Estoy seguro de que si hicieran una encuesta con una única pregunta "¿usted qué música oye?". El 90 % respondería: “De todo” y estoy más seguro aún que ese “de todo” en realidad es el dúo Pimpinela, Darío Gomez, Santiago Cruz y Maluma. Si uno de verdad oyera de todo sería más o menos: Vivaldi, Miss Kittin, Darío Gómez, Jorge Velosa, Charlie Parker y black metal noruego. Pero nadie es así de ecléctico.

Yo me limito a rock, punk, electrónica y algo de hip-hop, pare de contar, con esos tengo y me sobra. Tanto será mi gusto por esa música que me autoimpongo horarios para oírla dependiendo de mi estado de ánimo, económico y sentimental.

No puedo con las playlists, y menos con la reproducción aleatoria, casi que me provocan hiperventilación, descargo albums enteros y los oigo en ese orden. Los músicos pusieron las canciones en ese orden por alguna razón, están contando un concepto, una historia, es lo mismo que leer un libro, los que oyen aleatoriamente me imagino que les fascina Rayuela, de Cortázar.

En lo que sí soy muchísimo más relajado es para descubrir nuevas bandas, investigar, y el algoritmo de You Tube lo sabe. Es así que un día normal me botó un video de una banda llamada IDLES, de Bristol, Inglaterra, con su canción I’m scum (soy escoria):

“Duermo debajo de las sirenas de la poli, preguntándome en qué se me fue la vida”. Bum, amor a primera oída. “Cantaré contra los fascistas hasta que me corten la cabeza, soy de izquierda moderada”.

Desde los tremendos Rage Against the Machine no había oído algo así, esto era música con sustancia, honestidad política y parados en la raya. En cuanto a composición no es el clásico punk de tres acordes un coro antisistema y ya.

Es un poco más complejo: la batería y el bajo suenan como el motor de un Mustang de 8 cilindros en V, y las guitarras estilo indie suenan como cuchillas, o como bombas cayendo esto se oye clarísimo en la canción War, que escuchada en audífonos transportan al oyente a un bombardeo con drones. ¿Influencias? Claro, Black Flag, y The Pixies, pero desde el primer álbum (Brutalism 2017) ya hay un sonido propio y eso amigos es bien difícil de encontrar.

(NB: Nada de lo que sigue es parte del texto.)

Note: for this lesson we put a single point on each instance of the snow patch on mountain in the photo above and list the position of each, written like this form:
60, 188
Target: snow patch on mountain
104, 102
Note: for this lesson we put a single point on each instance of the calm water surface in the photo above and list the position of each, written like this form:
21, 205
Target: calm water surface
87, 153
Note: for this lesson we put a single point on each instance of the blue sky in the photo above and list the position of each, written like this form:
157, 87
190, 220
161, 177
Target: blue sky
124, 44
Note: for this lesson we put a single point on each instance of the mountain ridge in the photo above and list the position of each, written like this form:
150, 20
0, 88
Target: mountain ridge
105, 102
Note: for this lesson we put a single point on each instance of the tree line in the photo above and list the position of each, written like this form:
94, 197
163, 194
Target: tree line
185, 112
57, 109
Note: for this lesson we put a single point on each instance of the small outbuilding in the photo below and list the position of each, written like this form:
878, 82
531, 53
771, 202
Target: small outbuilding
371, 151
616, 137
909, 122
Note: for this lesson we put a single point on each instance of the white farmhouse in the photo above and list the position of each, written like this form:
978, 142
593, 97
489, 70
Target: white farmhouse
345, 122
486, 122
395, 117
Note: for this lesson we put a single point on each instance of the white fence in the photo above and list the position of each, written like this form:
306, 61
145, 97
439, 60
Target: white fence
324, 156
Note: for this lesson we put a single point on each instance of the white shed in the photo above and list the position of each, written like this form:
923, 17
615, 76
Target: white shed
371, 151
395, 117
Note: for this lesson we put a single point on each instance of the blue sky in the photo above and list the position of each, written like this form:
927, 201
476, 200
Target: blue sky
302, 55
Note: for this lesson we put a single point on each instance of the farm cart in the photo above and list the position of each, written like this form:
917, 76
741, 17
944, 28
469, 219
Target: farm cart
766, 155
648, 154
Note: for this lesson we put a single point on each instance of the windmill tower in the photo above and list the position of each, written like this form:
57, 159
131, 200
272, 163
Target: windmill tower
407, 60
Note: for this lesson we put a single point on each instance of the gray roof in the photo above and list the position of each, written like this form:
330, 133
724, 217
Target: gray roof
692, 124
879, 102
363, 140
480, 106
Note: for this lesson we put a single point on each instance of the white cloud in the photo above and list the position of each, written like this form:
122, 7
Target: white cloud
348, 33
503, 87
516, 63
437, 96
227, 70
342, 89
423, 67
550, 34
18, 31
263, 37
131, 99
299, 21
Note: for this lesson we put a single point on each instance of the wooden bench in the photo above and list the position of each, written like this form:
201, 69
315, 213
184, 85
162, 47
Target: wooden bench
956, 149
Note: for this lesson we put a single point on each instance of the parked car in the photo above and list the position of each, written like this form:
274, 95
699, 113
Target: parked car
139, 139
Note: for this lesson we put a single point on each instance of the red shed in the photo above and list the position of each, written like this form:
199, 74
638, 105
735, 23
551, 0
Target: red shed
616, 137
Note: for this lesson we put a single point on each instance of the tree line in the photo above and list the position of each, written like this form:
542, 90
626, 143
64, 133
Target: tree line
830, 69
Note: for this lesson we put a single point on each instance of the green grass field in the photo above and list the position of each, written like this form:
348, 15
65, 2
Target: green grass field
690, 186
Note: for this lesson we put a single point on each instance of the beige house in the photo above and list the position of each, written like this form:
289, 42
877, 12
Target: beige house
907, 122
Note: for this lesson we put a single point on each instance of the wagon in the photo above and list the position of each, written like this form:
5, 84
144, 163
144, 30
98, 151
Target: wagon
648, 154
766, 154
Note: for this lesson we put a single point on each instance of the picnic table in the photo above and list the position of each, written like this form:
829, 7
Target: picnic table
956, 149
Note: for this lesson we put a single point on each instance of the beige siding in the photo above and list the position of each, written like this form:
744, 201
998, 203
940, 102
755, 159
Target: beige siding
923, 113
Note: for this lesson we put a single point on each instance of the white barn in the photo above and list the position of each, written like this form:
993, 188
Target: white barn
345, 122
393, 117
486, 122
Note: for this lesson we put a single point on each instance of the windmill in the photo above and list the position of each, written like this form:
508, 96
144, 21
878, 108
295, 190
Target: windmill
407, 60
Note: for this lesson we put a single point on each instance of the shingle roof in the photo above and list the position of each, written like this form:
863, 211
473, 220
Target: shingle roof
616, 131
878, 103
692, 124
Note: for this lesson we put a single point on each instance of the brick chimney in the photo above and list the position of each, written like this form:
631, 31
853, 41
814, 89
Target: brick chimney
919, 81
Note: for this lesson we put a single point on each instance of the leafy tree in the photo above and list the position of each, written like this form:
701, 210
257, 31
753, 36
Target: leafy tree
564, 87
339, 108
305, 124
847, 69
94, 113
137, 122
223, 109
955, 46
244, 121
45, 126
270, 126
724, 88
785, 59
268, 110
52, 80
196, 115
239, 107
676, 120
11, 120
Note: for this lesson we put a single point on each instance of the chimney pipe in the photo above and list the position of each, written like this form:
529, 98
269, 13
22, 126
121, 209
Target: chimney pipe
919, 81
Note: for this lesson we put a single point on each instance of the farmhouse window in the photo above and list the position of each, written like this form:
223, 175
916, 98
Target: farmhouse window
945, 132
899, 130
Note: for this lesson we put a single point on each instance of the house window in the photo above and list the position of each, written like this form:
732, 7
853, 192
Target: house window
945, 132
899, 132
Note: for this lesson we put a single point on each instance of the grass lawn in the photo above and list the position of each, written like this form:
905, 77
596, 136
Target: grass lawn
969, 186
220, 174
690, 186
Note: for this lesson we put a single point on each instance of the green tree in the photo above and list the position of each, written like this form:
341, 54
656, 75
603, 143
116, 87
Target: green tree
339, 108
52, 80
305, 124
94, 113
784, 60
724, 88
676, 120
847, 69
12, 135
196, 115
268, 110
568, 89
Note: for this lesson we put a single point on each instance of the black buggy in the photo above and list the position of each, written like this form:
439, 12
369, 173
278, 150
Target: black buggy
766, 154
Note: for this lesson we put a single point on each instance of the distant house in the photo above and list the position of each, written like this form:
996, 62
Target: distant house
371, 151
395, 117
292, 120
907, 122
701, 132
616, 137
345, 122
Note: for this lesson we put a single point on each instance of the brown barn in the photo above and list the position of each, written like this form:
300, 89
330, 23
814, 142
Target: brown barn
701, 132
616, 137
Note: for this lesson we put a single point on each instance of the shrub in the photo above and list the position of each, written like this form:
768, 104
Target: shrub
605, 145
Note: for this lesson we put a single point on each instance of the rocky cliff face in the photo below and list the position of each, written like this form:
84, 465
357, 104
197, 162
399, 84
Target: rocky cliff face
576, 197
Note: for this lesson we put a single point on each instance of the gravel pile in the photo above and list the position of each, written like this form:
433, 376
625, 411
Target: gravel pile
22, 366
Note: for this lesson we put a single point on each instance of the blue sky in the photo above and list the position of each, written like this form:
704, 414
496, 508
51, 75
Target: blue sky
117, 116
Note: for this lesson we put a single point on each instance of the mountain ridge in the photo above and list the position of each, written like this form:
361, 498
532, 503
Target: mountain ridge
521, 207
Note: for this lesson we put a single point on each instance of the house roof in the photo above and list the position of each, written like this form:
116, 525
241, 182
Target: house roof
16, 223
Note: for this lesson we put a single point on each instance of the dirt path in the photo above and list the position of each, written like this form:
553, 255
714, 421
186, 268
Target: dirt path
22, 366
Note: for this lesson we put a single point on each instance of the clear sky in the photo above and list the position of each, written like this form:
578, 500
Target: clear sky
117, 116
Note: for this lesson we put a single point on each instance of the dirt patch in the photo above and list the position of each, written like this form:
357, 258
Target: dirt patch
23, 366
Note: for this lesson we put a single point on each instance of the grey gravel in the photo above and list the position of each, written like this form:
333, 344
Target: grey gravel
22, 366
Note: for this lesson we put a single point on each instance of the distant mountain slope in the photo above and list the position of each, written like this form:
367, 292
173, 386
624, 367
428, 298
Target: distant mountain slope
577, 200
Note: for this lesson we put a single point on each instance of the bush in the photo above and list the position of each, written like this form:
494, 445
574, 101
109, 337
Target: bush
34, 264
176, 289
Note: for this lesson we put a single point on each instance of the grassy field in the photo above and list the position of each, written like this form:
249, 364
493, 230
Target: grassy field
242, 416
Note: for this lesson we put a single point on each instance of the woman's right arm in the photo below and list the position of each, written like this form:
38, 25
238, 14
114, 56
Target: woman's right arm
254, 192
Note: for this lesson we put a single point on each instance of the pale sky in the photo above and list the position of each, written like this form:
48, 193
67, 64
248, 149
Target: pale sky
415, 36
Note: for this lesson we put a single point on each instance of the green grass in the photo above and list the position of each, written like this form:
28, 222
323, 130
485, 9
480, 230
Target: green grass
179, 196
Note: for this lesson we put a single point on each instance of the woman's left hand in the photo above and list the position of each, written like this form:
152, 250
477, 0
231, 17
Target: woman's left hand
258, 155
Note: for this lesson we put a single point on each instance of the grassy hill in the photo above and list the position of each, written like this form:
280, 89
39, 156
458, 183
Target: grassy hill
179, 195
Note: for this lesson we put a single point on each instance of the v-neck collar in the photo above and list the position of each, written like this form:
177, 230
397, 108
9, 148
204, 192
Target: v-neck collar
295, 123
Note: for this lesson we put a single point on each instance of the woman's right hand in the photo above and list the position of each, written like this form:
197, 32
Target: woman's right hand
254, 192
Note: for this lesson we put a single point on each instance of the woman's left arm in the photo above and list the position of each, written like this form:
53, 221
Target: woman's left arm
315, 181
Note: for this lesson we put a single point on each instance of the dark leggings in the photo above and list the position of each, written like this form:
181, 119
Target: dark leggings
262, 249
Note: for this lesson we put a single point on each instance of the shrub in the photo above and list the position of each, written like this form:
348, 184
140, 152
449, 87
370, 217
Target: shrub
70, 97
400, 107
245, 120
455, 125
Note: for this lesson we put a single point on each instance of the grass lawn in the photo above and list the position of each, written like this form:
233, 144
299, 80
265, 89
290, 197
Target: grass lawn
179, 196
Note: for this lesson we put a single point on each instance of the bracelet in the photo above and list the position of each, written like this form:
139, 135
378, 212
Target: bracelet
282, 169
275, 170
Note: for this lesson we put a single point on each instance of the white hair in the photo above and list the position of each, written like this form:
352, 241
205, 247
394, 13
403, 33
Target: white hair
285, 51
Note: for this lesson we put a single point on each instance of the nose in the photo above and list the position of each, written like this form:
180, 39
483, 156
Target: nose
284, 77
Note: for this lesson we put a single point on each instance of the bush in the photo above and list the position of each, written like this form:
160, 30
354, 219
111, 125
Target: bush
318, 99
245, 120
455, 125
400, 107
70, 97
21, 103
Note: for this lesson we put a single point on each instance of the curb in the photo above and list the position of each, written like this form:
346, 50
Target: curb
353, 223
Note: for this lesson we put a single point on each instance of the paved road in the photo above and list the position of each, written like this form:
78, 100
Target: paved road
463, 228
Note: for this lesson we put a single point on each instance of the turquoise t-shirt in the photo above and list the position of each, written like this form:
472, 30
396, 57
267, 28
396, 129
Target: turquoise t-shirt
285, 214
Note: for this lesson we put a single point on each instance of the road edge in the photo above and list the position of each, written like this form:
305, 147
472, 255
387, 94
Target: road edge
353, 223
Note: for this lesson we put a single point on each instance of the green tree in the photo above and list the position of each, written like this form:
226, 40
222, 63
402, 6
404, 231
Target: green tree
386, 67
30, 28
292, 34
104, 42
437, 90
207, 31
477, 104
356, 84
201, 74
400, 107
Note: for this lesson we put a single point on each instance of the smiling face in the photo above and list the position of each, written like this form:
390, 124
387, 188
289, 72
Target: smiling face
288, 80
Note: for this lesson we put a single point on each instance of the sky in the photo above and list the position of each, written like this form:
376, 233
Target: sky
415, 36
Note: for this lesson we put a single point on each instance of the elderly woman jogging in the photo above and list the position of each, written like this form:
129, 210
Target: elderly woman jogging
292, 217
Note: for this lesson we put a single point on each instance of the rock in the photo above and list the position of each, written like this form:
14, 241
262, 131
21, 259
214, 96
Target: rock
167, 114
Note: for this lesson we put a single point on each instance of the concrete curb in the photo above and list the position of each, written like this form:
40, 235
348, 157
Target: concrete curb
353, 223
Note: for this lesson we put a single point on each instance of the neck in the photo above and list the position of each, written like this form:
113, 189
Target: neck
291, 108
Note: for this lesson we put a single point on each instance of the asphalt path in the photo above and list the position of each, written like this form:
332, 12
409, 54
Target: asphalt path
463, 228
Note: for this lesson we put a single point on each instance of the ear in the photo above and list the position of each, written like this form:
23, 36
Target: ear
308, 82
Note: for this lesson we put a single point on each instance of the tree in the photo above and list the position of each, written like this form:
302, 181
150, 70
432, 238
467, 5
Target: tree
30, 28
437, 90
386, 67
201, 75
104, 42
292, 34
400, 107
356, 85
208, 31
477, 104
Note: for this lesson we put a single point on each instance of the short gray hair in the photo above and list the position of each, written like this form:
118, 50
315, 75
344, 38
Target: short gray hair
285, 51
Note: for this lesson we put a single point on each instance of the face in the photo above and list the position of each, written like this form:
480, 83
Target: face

Hablan del mundo actual y toman posiciones claras, son proinmigrantes (Danny Nedelko), anti-Brexit, progay y antihomofóbicos (Model Village), y tremendamente antiexplotación laboral en mother (“mi madre trabajó 15 horas 5 días a la semana, 16 horas al día 6 días a la semana… mother… fucker”) la depresión (Gotho 1049). “Mi amigo está muy deprimido, quisiera estar muerto, nadé dentro de su cabeza y esto me dijo”.

Han grabado cuatro discos y son hoy libra por libra una de las cinco mejores bandas de rock de la actualidad (el álbum ultramono es una joya). En entrevistas recalcan por sobre todo no ser punk ni esperanza del rock, no visten con cuero negro ni crestas, parecen salidos de las películas de Jackass, uno de los guitarristas usa vestido de ama de casa de 5 dólares. (ver imagen)

No son teloneros en festivales sino que encabezan carteles. Fueron en el Estereo Picnic los primeros en provocar el primer pogo pospandemia en Bogotá, la rompieron. Son una bandota y muy a su pesar la esperanza del rock.